Dad cleared his throat.
'So,' he said, and then he waited for me to look up. 'Would it be fair to say that you are pretty good at weeding and writing?'
And then he laughed for about six minutes without stopping.
'Dad,' I said when he eventually stopped. 'Have you sent me out into the garden just so you could make that joke?'
'Well nooo,' dad said. 'But I have been waiting all morning to say it.'
So I told him to go back into the house and hang his head in shame, and then I turned my music up so he wouldn't try and make jokes at me while I was trying to concentrate.

Weeds are strange things, though: largely because they're entirely subjective. I tried to find out what I was supposed to pull up and what I was supposed to leave behind - I am not a born gardener - and dad looked at me like I was mad. 'Pull up the weeds,' he said slowly: 'and leave in the flowers.' And then I heard him mutter 'Jesus' as he walked away. 

The problem is, however, that the definition of a weed is simply a plant you don't want: and some of them are very pretty. Some of our weeds, in fact, are prettier than the flowers they're trying to kill. Much of weeding is therefore a little like playing God: I have to choose which ones deserve to live, and which ones deserve to be pulled out and then sprayed with poison just to make sure they die twice.

They're tricksy old buggers, though. One thing I've learnt in the last week is that the pretty ones are easy to pull up; a quick tug and they give up the ghost and barely make a peep in the process. The ugly ones, however, tend to be much stronger, with thicker roots and some kind of thorn or sting or spike as a double layer of protection. Which made me angry with both types, to be honest.
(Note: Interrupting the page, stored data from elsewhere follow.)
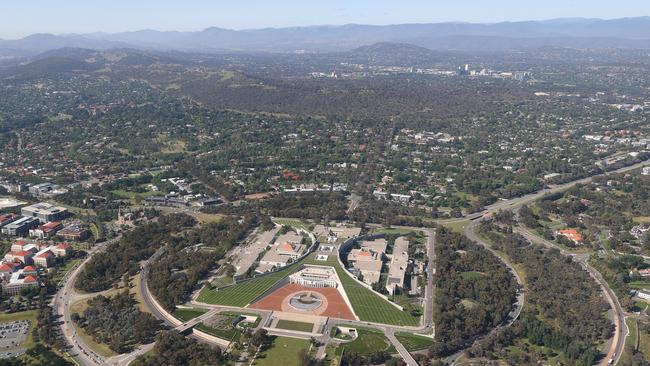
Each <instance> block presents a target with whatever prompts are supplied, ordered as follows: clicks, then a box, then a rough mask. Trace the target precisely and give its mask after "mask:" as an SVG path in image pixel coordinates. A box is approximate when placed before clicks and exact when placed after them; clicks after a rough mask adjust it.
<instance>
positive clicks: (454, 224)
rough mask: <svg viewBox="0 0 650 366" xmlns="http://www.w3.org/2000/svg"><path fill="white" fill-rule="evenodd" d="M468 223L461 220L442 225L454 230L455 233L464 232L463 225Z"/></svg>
mask: <svg viewBox="0 0 650 366" xmlns="http://www.w3.org/2000/svg"><path fill="white" fill-rule="evenodd" d="M467 224H469V221H468V220H463V221H459V222H454V223H451V224H444V225H443V226H445V227H447V228H449V229H450V230H451V231H455V232H457V233H461V234H462V233H464V232H465V226H467Z"/></svg>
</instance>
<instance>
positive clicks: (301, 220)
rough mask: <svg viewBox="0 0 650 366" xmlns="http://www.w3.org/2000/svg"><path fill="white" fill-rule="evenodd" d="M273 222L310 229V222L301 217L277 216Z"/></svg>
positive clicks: (277, 223)
mask: <svg viewBox="0 0 650 366" xmlns="http://www.w3.org/2000/svg"><path fill="white" fill-rule="evenodd" d="M273 222H275V223H276V224H280V225H287V226H291V227H295V228H298V229H304V230H309V223H307V222H304V221H302V220H299V219H283V218H275V219H273Z"/></svg>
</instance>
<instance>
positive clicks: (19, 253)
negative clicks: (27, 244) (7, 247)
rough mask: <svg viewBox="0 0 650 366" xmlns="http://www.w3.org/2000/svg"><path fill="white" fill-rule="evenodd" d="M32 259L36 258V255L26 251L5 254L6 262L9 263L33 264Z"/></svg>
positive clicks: (5, 258) (20, 251)
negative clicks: (8, 262) (16, 262)
mask: <svg viewBox="0 0 650 366" xmlns="http://www.w3.org/2000/svg"><path fill="white" fill-rule="evenodd" d="M32 257H34V253H32V252H26V251H24V250H21V251H18V252H9V253H7V254H5V260H6V261H7V262H15V261H19V262H20V263H22V264H32Z"/></svg>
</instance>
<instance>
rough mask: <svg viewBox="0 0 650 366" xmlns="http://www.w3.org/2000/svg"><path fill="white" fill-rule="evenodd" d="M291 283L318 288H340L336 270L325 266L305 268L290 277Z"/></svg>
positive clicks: (305, 286)
mask: <svg viewBox="0 0 650 366" xmlns="http://www.w3.org/2000/svg"><path fill="white" fill-rule="evenodd" d="M289 283H295V284H298V285H301V286H305V287H316V288H323V287H333V288H337V287H338V286H339V283H338V281H337V276H336V272H335V271H334V268H332V267H324V266H305V268H303V269H301V270H300V271H298V272H296V273H294V274H292V275H290V276H289Z"/></svg>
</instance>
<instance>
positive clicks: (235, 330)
mask: <svg viewBox="0 0 650 366" xmlns="http://www.w3.org/2000/svg"><path fill="white" fill-rule="evenodd" d="M194 328H195V329H197V330H200V331H202V332H204V333H208V334H209V335H212V336H215V337H217V338H221V339H225V340H228V341H234V342H236V341H238V340H239V337H241V332H240V331H239V330H238V329H235V328H232V327H230V328H229V329H220V328H215V327H210V326H208V325H205V324H204V323H200V324H197V325H196V326H195V327H194Z"/></svg>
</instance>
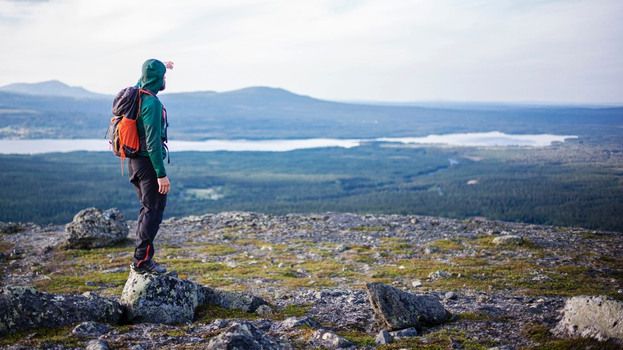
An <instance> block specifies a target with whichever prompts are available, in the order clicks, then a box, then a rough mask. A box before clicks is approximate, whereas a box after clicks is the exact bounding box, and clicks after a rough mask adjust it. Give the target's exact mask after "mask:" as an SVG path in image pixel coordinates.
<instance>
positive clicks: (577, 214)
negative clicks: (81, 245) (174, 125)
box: [0, 144, 623, 232]
mask: <svg viewBox="0 0 623 350" xmlns="http://www.w3.org/2000/svg"><path fill="white" fill-rule="evenodd" d="M604 147H605V146H604ZM600 152H602V148H601V147H597V146H591V145H576V144H564V145H560V146H557V147H554V148H548V149H540V150H531V149H527V150H526V149H513V148H511V149H497V150H492V149H471V148H465V149H446V148H409V147H384V146H382V145H380V144H370V145H365V146H361V147H356V148H352V149H340V148H326V149H310V150H300V151H293V152H208V153H201V152H183V153H173V154H172V163H171V164H170V165H168V167H167V169H168V173H169V175H170V177H171V179H172V184H173V188H172V191H171V194H170V196H169V201H168V208H167V210H166V212H165V214H166V215H167V216H182V215H189V214H202V213H206V212H218V211H223V210H248V211H258V212H266V213H277V214H283V213H291V212H325V211H343V212H357V213H400V214H422V215H435V216H446V217H472V216H486V217H488V218H492V219H501V220H507V221H521V222H528V223H538V224H554V225H568V226H584V227H587V228H599V229H606V230H618V231H623V216H621V215H618V214H617V213H620V212H623V186H621V183H623V179H622V176H623V175H622V174H621V171H620V169H621V161H620V160H617V159H616V158H612V157H610V158H603V157H602V156H601V154H602V153H600ZM602 158H603V159H602ZM450 160H452V162H450ZM457 162H458V164H457ZM451 163H452V165H450V164H451ZM0 167H1V168H2V169H3V171H2V172H1V173H0V185H2V187H3V188H4V189H5V193H3V196H2V197H0V220H3V221H9V220H12V221H35V222H38V223H49V222H53V223H66V222H68V221H70V220H71V218H72V217H73V215H74V214H75V213H76V212H78V211H79V210H81V209H83V208H85V207H90V206H95V207H100V208H109V207H118V208H120V209H121V210H122V211H123V212H124V214H126V216H127V217H128V218H134V217H136V211H137V203H136V194H135V193H134V189H133V188H132V186H131V185H130V184H129V183H128V179H127V176H121V171H120V161H119V160H118V159H116V158H114V157H113V156H112V155H111V154H109V153H106V152H104V153H102V152H100V153H88V152H75V153H67V154H60V153H59V154H47V155H34V156H7V155H3V156H0ZM473 179H476V180H477V183H476V184H471V185H468V184H467V183H468V181H470V180H473ZM197 190H210V191H211V190H214V191H217V190H218V191H217V192H218V194H219V195H218V196H212V197H210V196H207V197H206V196H203V197H201V196H200V197H197V196H196V195H195V194H194V193H195V192H196V191H197ZM221 195H222V197H220V196H221ZM41 198H45V199H46V200H45V201H42V200H41ZM379 229H380V228H378V227H358V228H354V230H355V231H362V232H368V231H369V232H372V231H377V230H379Z"/></svg>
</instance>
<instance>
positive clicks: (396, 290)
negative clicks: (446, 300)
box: [366, 283, 451, 330]
mask: <svg viewBox="0 0 623 350" xmlns="http://www.w3.org/2000/svg"><path fill="white" fill-rule="evenodd" d="M366 289H367V291H368V298H369V300H370V304H371V305H372V309H373V310H374V313H375V315H376V317H377V318H378V319H379V321H381V322H382V323H383V324H385V325H386V326H387V328H389V329H390V330H398V329H403V328H408V327H416V328H418V329H419V328H420V327H421V326H423V325H438V324H441V323H443V322H446V321H447V320H449V319H450V316H451V314H450V312H448V311H447V310H446V309H445V308H444V307H443V305H442V304H441V303H440V302H439V300H438V299H437V298H436V297H435V296H432V295H416V294H411V293H407V292H404V291H402V290H400V289H397V288H394V287H392V286H388V285H386V284H383V283H368V284H366Z"/></svg>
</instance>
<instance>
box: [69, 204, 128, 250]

I was angry with the pretty ones, for thinking that being pretty was enough to make sure that nobody would pull them out, and I was angry with the ugly ones for being so damn obstinate even though nobody could possibly ever want them there in the first place. And then, just for good measure, I was angry at the flowers too, because a lot of them had been completely overshadowed by weeds, and weren't even bothering to fight for their own space on the patch; possibly because they thought they had an inherent right to it, and so were trusting that somebody would come along and save them. 

Which was, I thought, a lot like people. They're either too busy growing flowers or too busy growing roots, and none of them seem to be able to focus on doing both properly. (Apart from, that is, the hideous, smelly blue ones that have both flowers and roots, take over everything and can't be pulled out properly, so I have to just kind of chop them off and spray them and hope they go away. And I know people like that too.)

I think, though, that - after my irritation with the garden had died down - my overriding emotion was one of respect. I could shout at them as much as I liked, but these plants had put themselves there - out of nowhere - and they were merrily doing their best to keep growing and prioritising whatever it was they preferred: flowers or roots. They were giving it their best, even if we didn't want them there in the slightest. Which was something to be admired, I thought. And possibly inspired by, as well: if you can be inspired by a weed.

Flowers or roots, though, they're all coming out by the end of the week. I'm bigger, and I'm stronger, and I get to choose. Which is something else to learn from, I guess. You can grow however you like, and wherever you like, but there's still a chance you'll end up pulled up either way.